Partners in Learning Executive Director Norma Honeycutt said the nonprofit just had its first case in a student and had to quarantine the student’s class. Last week, a staff member tested positive, too.

“We had gone a long time without any problems or concerns,” Honeycutt said.

Honeycutt said about 80% of PIL staff are vaccinated, but there is a shortage of preschool teachers. If it instituted a vaccine requirement, its centers may have to close down because it would lose too many staff members, she said.

As cases increase in the community, Mowery said more will also infiltrate child care centers. Not all centers have been affected.

Courtney Bost, director of the Child Development Center at First United Methodist Church of Salisbury, said there have been no changes at the facility, but she is somewhat concerned about the Delta variant.

The center has kept up its safety the measures, including not allowing parents to enter the building and daily screenings throughout the pandemic. It has not shut down at any point. She said the center has made a point of tightening up its cleaning and hand washing procedures.

Cornerstone Child Care Development Center has also not seen any new cases recently at any of its five facilities. Executive Director Michelle Macon said she hopes the Friday meeting helps centers understand expectations.

“Our goal is to follow all the requirements,” Macon said. “We are still open, never closed, and the goal is to not have to close.”

Cornerstone, First United Methodist and Partners in Learning all have mask requirements.

Honeycutt said teachers being masked all day has prevented spread to children and other staff members. Honeycutt said she hopes the state holds its ground on safety requirements for the time being.
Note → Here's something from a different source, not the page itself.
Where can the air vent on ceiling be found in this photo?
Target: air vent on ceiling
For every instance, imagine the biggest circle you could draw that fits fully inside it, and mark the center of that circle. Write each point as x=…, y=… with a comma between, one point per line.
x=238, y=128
Partners in Learning started holding regular staff dinners, but discontinued them because of the increasing spread and stopped planning other staff outings. Honeycutt said cases at PIL are especially concerning because the organization serves many students with special needs, a vulnerable group.

“The only thing that is going to stop this spread is people getting vaccinated,” Honeycutt said.

The current guidance from the state strongly recommends continuing certain safety measures, including masks for staff and children ages 5 and up, but other points in the state’s latest guidance used to be requirements.

Mowery said it is important for parents to be aware of their student’s health, pointing out more people who are under 18 are being hospitalized and the vaccine is not available to anyone younger than 12.

“Now is not the time to let our guard down,” Mowery said.

As of Tuesday, there were no COVID-19 clusters reported in local child care centers.